Oh, and I will NOT buy any spice or baking ingredient any other place then this bulk spice/nuts place. I just went there today for only 3 things, and it's a bit of a hike, but SOOOO worth it. Quick oats-which we use all the time, for breakfast, bread, and cookies-is $.65cents/lb. Which I think is pretty good. All the spices are WAY lower. Chocolate chips, nuts, etc. anything that you would need to really bake a lot and cook a lot.

Also, anyone have a resource for soymilk? We buy ours at our local warehouse club, but it's still pricey (I think it's $13 or thereabouts for 12 containers-which, as I write this, seems okay!). Also, what do you all do about snax? We don't eat a lot of sugary snacks, but the kids love pretzels and crackers. Any good ideas? I'd much rather make my own cookies, scones, muffins, etc., when we really want them then buy the store-bought crud.

I'm sure I have other questions, but just wanted to check in. Thanks again!
post #45 of 46
Originally Posted by tahini17
We have been dealing with the same issues, and I buy in bulk, cook from scratch, yada yada, but we ultimately realize that what we put in our bodies is much more important than many of the other expenses in our life, and the commitment to organics is important to us also from the perspective of eventually decreasing the price as it becomes more widely available.

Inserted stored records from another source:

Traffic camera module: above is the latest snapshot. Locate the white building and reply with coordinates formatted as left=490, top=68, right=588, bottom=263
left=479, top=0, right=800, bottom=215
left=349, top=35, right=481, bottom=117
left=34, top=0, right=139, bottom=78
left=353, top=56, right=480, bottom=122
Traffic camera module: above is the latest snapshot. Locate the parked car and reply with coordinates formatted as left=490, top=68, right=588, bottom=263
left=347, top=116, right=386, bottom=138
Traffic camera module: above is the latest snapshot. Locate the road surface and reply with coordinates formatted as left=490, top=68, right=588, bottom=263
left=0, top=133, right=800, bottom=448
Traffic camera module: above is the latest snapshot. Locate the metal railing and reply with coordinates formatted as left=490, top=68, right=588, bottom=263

So we actually cut out digital cable and our land-line phone instead of stressing too much about our expensive food choices! Oh, and only drinking coffee from home has DRASTICALLY improved our situation- we were starbucksaholics.

This was exactly what I was going to say. After you cut out eating out, etc. At some point you are spending more time/energy than what you are saving in money. I would spend hours shopping many different stores trying to save 1% of my bill. I took a look at other parts of our budget and was able to DRASTICALLY cut costs consistantly in one fail swoop! We turned in leased vehicles (payments totalling almost $900) for two used reliable vehicles and monthly payments (on 3yr terms) of little less than $250. We stopped buying DVD's (who has time to watch 'em with the little ones anyway!), curbed our cable bill, piggy-backed off my parents cell-phone plan, etc.

I noticed you mentioned credit cards. You gotta get rid of those things. They are a black hole from which many never return!!!! At the same time that I quit my job to be a SAHM we were determined to not charge anything new. It's hard and we've had some slips ~ but we've paid off 20K in the last 3 years. Just a thought...
post #46 of 46
I've dramatically cut our food bills by:
-not buying processed, 'convenience' foods (like hamburger helper)
-waiting to shop until the grocery fliers come, then planning the week's menu based around whats on sale and what I have in the pantry
-staying out of the stores except for on shopping day (the rule is, I can go to any grocery store on shopping day but when that day is over I can't go into the grocery store until next week, unless its a major emergency). This cuts down on impulse buying.
-Eating a lot of rice (not instant), lots of beans, baking my own baked goods instead of buying the pre-made cookie dough or prebaked muffins

-Miserly Moms is a great resource for good ideas. Miserly Meals is by the same author and is full of great recipes for really cheap.